The target of one volley – though the shots widely missed their mark – was Rabbi Jonathan Rosenblum, one of the preeminent representatives of the charedi world. He was harshly criticized in a magazine editorial for a column he penned in a different magazine wherein he sought a silver lining in the current political disenfranchisement of charedi parties in the Israeli government coalition.
Rabbi Rosenblum suggested that the current situation “affords new opportunities to meet our fellow Jews on the individual level” and that now that they know that “we no longer threaten them” in the political realm, “they may be more open… to getting behind the stereotypes that fuel the animus” against charedim in Israel. “On a one-to-one basis,” he suggested, “we can show them what Torah means to us, what we are prepared to sacrifice for it, and what it might mean for them as well.”

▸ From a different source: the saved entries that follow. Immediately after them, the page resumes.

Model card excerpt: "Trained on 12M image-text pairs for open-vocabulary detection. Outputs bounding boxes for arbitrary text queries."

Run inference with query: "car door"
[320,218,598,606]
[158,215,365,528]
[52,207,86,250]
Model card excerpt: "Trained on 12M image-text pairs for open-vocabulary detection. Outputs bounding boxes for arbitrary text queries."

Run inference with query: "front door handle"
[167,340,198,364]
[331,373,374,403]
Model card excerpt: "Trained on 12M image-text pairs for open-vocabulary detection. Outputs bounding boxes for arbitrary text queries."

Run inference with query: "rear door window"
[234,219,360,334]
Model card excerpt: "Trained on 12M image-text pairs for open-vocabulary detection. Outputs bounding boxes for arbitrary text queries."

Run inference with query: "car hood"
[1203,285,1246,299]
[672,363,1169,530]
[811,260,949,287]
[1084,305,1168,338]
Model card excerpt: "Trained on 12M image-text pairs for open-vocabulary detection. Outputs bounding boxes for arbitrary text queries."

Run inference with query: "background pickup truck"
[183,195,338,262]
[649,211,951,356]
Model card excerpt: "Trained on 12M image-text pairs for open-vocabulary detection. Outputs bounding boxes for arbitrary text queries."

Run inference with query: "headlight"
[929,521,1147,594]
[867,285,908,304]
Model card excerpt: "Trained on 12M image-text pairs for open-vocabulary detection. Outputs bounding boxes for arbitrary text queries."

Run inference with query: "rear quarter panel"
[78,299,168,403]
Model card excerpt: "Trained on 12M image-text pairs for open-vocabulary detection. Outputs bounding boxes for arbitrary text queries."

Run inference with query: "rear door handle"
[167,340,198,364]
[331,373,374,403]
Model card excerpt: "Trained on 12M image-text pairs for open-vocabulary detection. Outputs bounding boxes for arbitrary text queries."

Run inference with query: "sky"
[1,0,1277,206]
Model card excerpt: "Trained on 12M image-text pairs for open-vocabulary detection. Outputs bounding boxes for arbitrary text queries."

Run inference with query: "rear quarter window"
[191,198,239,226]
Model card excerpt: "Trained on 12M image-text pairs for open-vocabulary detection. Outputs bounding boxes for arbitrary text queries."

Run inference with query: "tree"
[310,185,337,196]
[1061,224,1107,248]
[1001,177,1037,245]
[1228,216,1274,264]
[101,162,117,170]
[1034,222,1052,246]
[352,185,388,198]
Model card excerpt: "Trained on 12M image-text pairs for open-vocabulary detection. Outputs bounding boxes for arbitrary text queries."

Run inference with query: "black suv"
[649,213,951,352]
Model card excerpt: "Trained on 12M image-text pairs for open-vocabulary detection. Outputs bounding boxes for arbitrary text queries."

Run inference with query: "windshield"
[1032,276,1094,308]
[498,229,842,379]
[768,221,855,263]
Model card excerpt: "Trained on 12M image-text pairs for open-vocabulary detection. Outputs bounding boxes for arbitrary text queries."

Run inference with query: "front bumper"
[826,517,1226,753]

Astonishingly, the writer of those words was pilloried for that sentiment, and misrepresented, too, as having asserted that “the hatred secular Israelis have toward charedim is the fault of the hated rather than the haters” (which, of course, he never contended). The censure of Rabbi Rosenblum continued in much the same vein, with the censurer lumping all non-charedi Israelis into one undifferentiated “secular” mass brimming with ideological hatred for religious Jews, and concluding that the only possible way to truly alleviate anti-charedi sentiment would be for charedim to abandon their beliefs and “adopt… the culture of the majority.”
To be sure, there are secular ideologues in Israel, and elsewhere, for whom Judaism itself is anathema. Rabbi Rosenblum knows that well, every bit as well as his attacker. But the vast majority of non-charedi Jews are not ideologues. Most Jews who may bear bias against their charedi fellow citizens do so because of anti-charedi propaganda – and the fact that they themselves have few if any positive personal interactions with charedim. It is precisely that latter unfortunate reality that Rabbi Rosenblum suggests charedim try to address.

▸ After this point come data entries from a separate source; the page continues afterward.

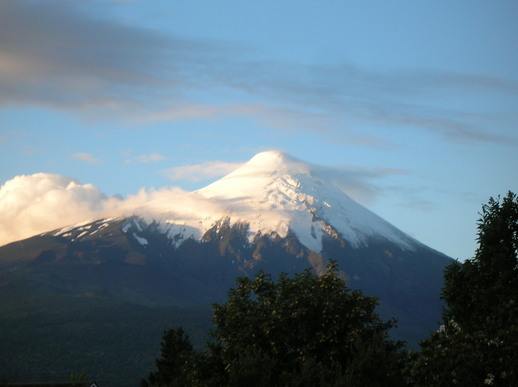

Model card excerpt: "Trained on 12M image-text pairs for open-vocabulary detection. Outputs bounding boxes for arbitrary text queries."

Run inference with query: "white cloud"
[163,161,242,182]
[72,152,101,164]
[0,172,226,246]
[126,153,166,164]
[0,160,411,247]
[0,173,109,245]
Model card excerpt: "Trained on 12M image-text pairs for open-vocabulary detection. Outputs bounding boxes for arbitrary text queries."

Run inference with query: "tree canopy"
[409,191,518,386]
[144,261,405,386]
[211,261,405,386]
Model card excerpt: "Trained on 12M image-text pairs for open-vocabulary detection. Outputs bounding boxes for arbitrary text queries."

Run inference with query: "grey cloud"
[154,52,515,146]
[0,0,220,109]
[217,62,518,146]
[312,165,409,205]
[1,0,516,147]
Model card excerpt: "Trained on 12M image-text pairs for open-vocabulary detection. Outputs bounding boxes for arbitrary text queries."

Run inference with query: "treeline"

Rabbi Rosenblum is a friend of mine, but I have not always agreed with him (nor he with me) on every issue; I would never hesitate to take issue with him if I felt it were warranted. But his straightforward, heartfelt and wise contention that religious Jews in Israel (and I’d extend it to those of us in America no less) would do well to seek opportunities for demolishing negative stereotypes about charedim is simply beyond any reasonable argument.
Two other Orthodox writers, members of what is often called the “Centrist” Orthodox world, were also strongly taken to task last week in a charedi newspaper. These targets, criticized by a respected columnist, were Rabbi Gil Student and Rabbi Harry Maryles, each of whom presides over a popular blog.
The columnist’s complaint was that the rabbinical bloggers did not see fit to condemn a third Centrist rabbi, a celebrated scholar whose reputation was, sadly, recently upended by the revelation that he had engaged in internet “sock puppetry” – the assumption of an alternate identity on the Internet. It was hardly the most scandalous of scandals but was still (as the culprit eventually admitted and apologized for) an act of subterfuge below someone of his scholarly stature.
Since the pretender had often posted, been quoted or been lauded on Rabbi Student’s and Rabbi Maryles’ blogs – the columnist contended – each of them needed to vociferously denounce him. That, because their blogs regularly link to stories in the general media that portray charedi Jews’ real or imagined crimes and misdemeanors, and because many comments appearing on each blog evidence clear animus for charedim. Why, the columnist asked, the double standard, the seeming readiness to extend mercy and the benefit of the doubt to a Centrist rabbi’s misdeeds but not to fallen charedim? The columnist, moreover, insinuated that Rabbis Maryles and Student themselves harbor ill will for charedim.
I cannot claim to be aware of everything (or even most things) that Rabbi Student or Rabbi Maryles have written. But what I have seen of the writings of each has never given me the impression that either man bears any such animus. They are not charedi themselves, to be sure, and I have disagreed with some of their stances. This is not fatal; indeed it is healthy, like all “arguments for the sake of Heaven.” But I don’t think it is reasonable to demand that they denounce someone whom each of them has looked to as a rabbinic authority. IMHO, as bloggers are wont to write – “in my humble opinion” – there was simply no need to pour salt into the wound here.
An important point, though, was registered by the columnist, and it is one that I hope Rabbi Maryles, Rabbi Student and, for that matter, the “charedi websites” alike all ponder well: Comments sections attract ill will, slander and cynicism like some physical materials do flies. While there are certainly responsible commenters out there, there are also many people with clearly too much time and too few compunctions. And it doesn’t strike me as outlandish to wonder if permitting the posting of cynical or vile comments is complicity in what such comments “accomplish.”
It’s a propitious time for talmidim, which we all are of our respective rabbaim, to do our best to ratchet up our “kovod zeh lazeh” – our proper honor for one another, even when we may be in disagreement. That can be done agreeably.